On a public blockchain, you can easily vet who is a collector of a particular artist, if it’s been reported to have been stolen, who had title to an NFT since the minting of the NFT, who has owned this exact piece in the past, and what the auction records tell about every transaction in terms of price. The financial markets require at least some level of transparency and defaulting to offering this level of transparency, as blockchains do by design, does help to that end of doing one’s due diligence. In the art world, the whole process of digitization was just a latter day phenomenon that only started to see full online record keeping in the last twenty years.
“There’s a limit to how far back you can research the auction records. A lot of them are online, but a lot of them aren’t because we only started going digital at the auction houses around 2000. So, prior to 2000, you’re not going to find any auction records. I’m on auction databases all day long and I’m shocked if I see records prior to 2003.”
Keep in mind, too, that there’s no public reporting requirements for galleries or private sales. These are considerations that can make valuing a piece of artwork complicated, given a potential dearth of sales history from which to extract a current value for a particular artist. For this reason, a seasoned appraiser is often worth their weight in gold because, absent representative sale records for a particular artist for a few decades, there are so many price points to consider that may not be best befitting that distort the value of a work of art. The blockchain affords access to that information which provides a helpful level of transparency for the would-be art investor.

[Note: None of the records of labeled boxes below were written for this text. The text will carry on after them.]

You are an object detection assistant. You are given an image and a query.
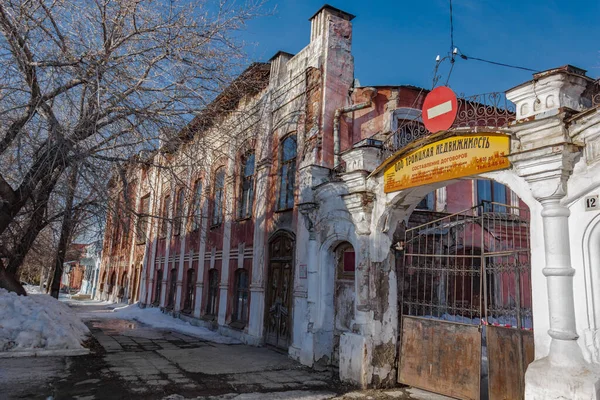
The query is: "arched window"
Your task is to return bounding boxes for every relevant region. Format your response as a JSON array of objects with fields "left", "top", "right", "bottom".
[
  {"left": 167, "top": 268, "right": 177, "bottom": 308},
  {"left": 335, "top": 242, "right": 356, "bottom": 279},
  {"left": 136, "top": 194, "right": 150, "bottom": 244},
  {"left": 152, "top": 269, "right": 162, "bottom": 306},
  {"left": 212, "top": 167, "right": 225, "bottom": 225},
  {"left": 277, "top": 135, "right": 296, "bottom": 210},
  {"left": 159, "top": 195, "right": 171, "bottom": 238},
  {"left": 206, "top": 268, "right": 219, "bottom": 316},
  {"left": 477, "top": 179, "right": 509, "bottom": 213},
  {"left": 183, "top": 268, "right": 196, "bottom": 314},
  {"left": 239, "top": 152, "right": 254, "bottom": 218},
  {"left": 173, "top": 188, "right": 185, "bottom": 235},
  {"left": 233, "top": 269, "right": 248, "bottom": 328},
  {"left": 192, "top": 179, "right": 202, "bottom": 231},
  {"left": 109, "top": 270, "right": 117, "bottom": 288}
]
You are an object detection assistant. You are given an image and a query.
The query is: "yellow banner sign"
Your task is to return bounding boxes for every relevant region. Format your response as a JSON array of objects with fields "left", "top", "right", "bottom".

Just like when you view cryptocurrency projects with a healthy skepticism, you should view NFTs with a circumspection that would lead you to creating a due diligence checklist that would seek the answers to:
- Who is this artist and why are they relevant to their chosen art movement?
- What well-regarded collectors have a work of this artist in their collection?
- What meaning and significance does the subject matter depicted have to the artist?
- What level of visibility does this artist enjoy? Any recent shows or media events?
The largest NFT brands have focused heavily on on-boarding celebrities into the space through their project, implicitly positioning the level of importance of their project as at the top in the process. When the Bored Ape Yacht Club brings in Stephen Curry, they’re not only intelligently tapping into their fanbase to promote their project, they’re broadcasting that these tastemakers are choosing to align themselves with this brand because it’s earned their stamp of approval. This reflects well on a project and is a tried and true process that has driven advertising for decades, because it works, and for artists and NFT projects it works just as well.